The Utah Pharmaceutical Association thinks a new drug plan, administered by Deseret Healthcare, more commonly known as Deseret Mutual, is a prescription for failure.
"Utah pharmacists could lose over $1 million in lost DMBA accounts," said C. Neil Jensen, association executive director. "A lot of pharmacies are fearful this will put them out of business, particularly in areas of Utah where there is a high density of Deseret Mutual clients."But Deseret Healthcare officials say their new plan, which reduces payments to pharmacists and continues an optional mail-order program, is financially prudent. It's one of many steps, they say, to stay competitive while managing rising health care costs.
"We are a competitor in the marketplace just like anyone else. If Deseret Healthcare did not administer this employee benefit program, it would likely be administered by another third-party administrator in this community," said Michael J Stapley, vice president, benefits administration. "They would have the same fiduciary responsibilities that Deseret Healthcare has."
Jensen said Deseret Healthcare historically has had a pharmacy reimbursement program that's been both good for the patients and good for pharmacists.
The company administers two basic medical plans, both of which have a prescription drug benefit. Plan A is a basic indemnity plan, designed primarily for and used mostly by employees who reside outside of Utah. Participants can either purchase and pay for their drugs and send their reimbursement requests back to Deseret Health-care, or order by mail.
Plan B, available only in Utah and Hawaii, provides employees with a card allowing them to purchase their prescriptions from a pharmacy of their choice. Although they have the option of ordering prescription drugs by mail, Stapley said 85 percent of the company's Plan B prescription drug business goes through the card program.
Participating employees have been paying 10 percent of the average wholesale price. Deseret Healthcare pays the remaining 90 percent.
But effective Jan. 1, the percentages will change.
Enrollees will still pay 10 percent, and Deseret Health-care will pay 80 percent.
Pharmacists will be asked to absorb the remaining 10 percent. Also, pharmacists' dispensing fees, which typically range from $3.25 to $3.50 per prescription, will be fixed by DMBA at $2.50.
"We are not the first to reduce our reimbursement to pharmacies," Stapley said. "Others have been doing it for some time. We are just responding to the market and keeping our plan competitive."
The Pharmaceutical Association isn't convinced.
"To make matters worse, Deseret Healthcare is changing processing companies. The new company is PAID. It is owned by MEDCO Cost Containment Services, which is the largest for-profit mail order company in the United States," Jensen said.

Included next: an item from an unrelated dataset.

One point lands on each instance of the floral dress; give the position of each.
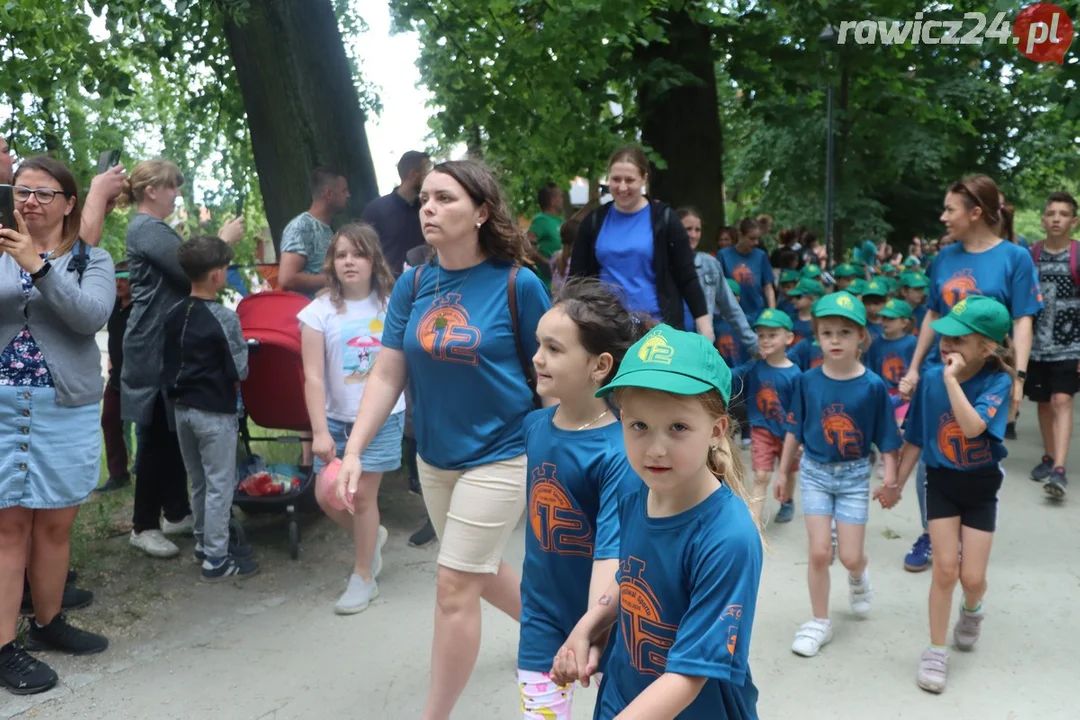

In the past, pharmacists have been able to fill a 90-day prescription. Deseret Healthcare's new plan will limit that to a maximum of 30 days.
"Translated what this means is: Come in and get your first prescription from us, and then send away for the 90-day supply at a `cheaper' fee," Jensen said. The Utah economy, he maintains, is the loser when local business goes out-of-state.
Stapley disagrees. "In 1987, Deseret Healthcare paid $788,000 to the mail-order pharmacy contractor for Utah participants. This represented about 20 percent of our total Utah-based prescription drug business," he said. "The other 80 percent was spent in Utah and waspaid to Utah pharmacists."
Stapley said most of the $788,000 was used by the mail-order contractor to pay prescription drug suppliers like Squibb, Smith-Kline and French, Merek Dohme and Rugby. He said it doesn't matter whether or not the purchase is made in Utah or another state, these companies still must be paid for their product and the money goes out-of state.
"If you assume that the mail-order contractor margin over and above their cost of drugs is 20 percent, Deseret Healthcare actually caused at most about $158,000 to go out-of-state."
Stapley said the bottom line is that the mail-order program, initiated five years ago, is popular with the employees - and saves them money.
"Deseret Healthcare is a trust that administers benefits for employees in all 50 states. Outside of Utah, the mail-order pharmacy program provides us an opportunity to purchase prescription drugs on a wholesale basis. This results in substantial savings to the trust and to our employees in the other 49 states."
But Stapley insists that Deseret Healthcare wants to be fair to Utah pharmacists.
He said the co-payment in the mail-order plan was increased from $2 to $6, "so that those who live in Utah will have a stronger incentive to use our prescription card, which does direct more business to local pharmacies." Additionally, Deseret Health-care reduced the dispensing limitation on the mail-order program from 180 days to 90 days, and are considering a further reduction to 60 days.
"These changes are also intended to discourage inappropriate use of the mail-order program and increase the use of the card program," Sta-pley said. "We feel we have made a reasonable effort to work with the local retail pharmacy industry."